FEDE: la fragilità degli strumenti che diventano il messaggio

Sto vivendo un’estate molto particolare: di grandi relazioni e di iniziative sociali e di solidarietà. Un tempo che “ci da tempo” di sperimentare, di provare anche altre vie. Quasi più per il gusto di incontrarsi ed arricchirsi, che per quello di produrre qualcosa.

In particolare:

  SERATE SOTTO LE STELLE  
  ALLE CAVE  
https://www.chiesaonlife.it/serate-sotto-le-stelle-alle-cave
Festa e incontro promosse in Comunità parrocchiale

  ESTATE ESPERIA  

https://www.chiesaonlife.it/serate-sotto-le-stelle-alle-cave
Sala della Comunità: rassegna di cinema all’aperto per famiglie e comunità


  NOTE (DI) PER LA ROMAGNA  

https://www.chiesaonlife.it/note-di-per-la-romagna
sabato 8 Luglio: serata a favore delle popolazioni colpite dalle ALLUVIONI in EMILIA ROMAGNA. PARCO PALAZZO MALMIGNATI Lendinara | Ro.


  GIROVAGARTE 2023  

https://www.girovagarte.com/programma-2023/
GIROVAGARTE 2023, la cultura nei quartieri di Padova.
GirovagArte arriva nei quartieri a bordo di un truck, portando con sé un ricco programma di eventi culturali che si svolgeranno anche nei parchi cittadini.Pur con tutto l’impegno di progettazione e cura della comunicazione, un impegno davvero bello e stimolante, controcorrente… anche controvento ad essere sinceri.

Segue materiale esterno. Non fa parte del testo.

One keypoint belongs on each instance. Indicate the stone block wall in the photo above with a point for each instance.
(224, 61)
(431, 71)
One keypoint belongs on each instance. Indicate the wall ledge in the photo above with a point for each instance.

Da alcuni ambienti “di chiesa” si leva un accenno critico che fa davvero male: ingeneroso e che sa molto di alibi. 

“La Chiesa non ha bisogno di queste cose, non è una Ong…
così ci snaturiamo e le chiese sono vuote. C’è bisogno di più fede”.

È un alibi: queste persone spesso non le vedi in nessun campo se non le loro convinzioni personali, fede e devozione compresa.

Sono sempre più convinto che le differenze o sanno generare dialogo e cultura dell’incontro, o rischiano di cadere nell’autoreferenzialità: è giusto quello che dico io, porto avanti solo le cose che appartengono la mio modo di pensare, mi avvicino e confronto solo con chi mi conferma nei miei convincimenti.

Anche la Chiesa non è immune da questo: sulla scia del “si è sempre fatto così” (facilmente confutabile sul piano storico, contestuale e culturale) finisce spesso in un equivoco molto controproducente: lo strumento che diventa messaggio… predicando sè stessa invece di Cristo.

Se il messaggio è Cristo, perché “strumenti” e valori quali la fede e le opere debbono ostacolarsi e anzi sono viste nell’impossibilità di coesistere e di essere sussidiarie?

Mi chiedo inoltre: nell’ambito della comunicazione, come posso cerare di essere “ponte” in tutto questo?




Un riferimento: il Card. Carlo Maria Martini:

“L’attività caritativa è percepita come servizio sociale o come segno dell’amore e della presenza di Cristo?”.

  • Cosa è una «comunicazione autentica»?

  • Quando ne facciamo esperienza?

  • Quando il comunicare rispetta la dignità della persona?

Il tema della Parola di Dio e della comunicazione della Parola biblica è stata la passione fondamentale della vita e del Magistero pastorale del Cardinale Martini che ha generato in lui un profondo interesse per la parola umana in tutte le dimensioni e modalità del suo pronunciarsi.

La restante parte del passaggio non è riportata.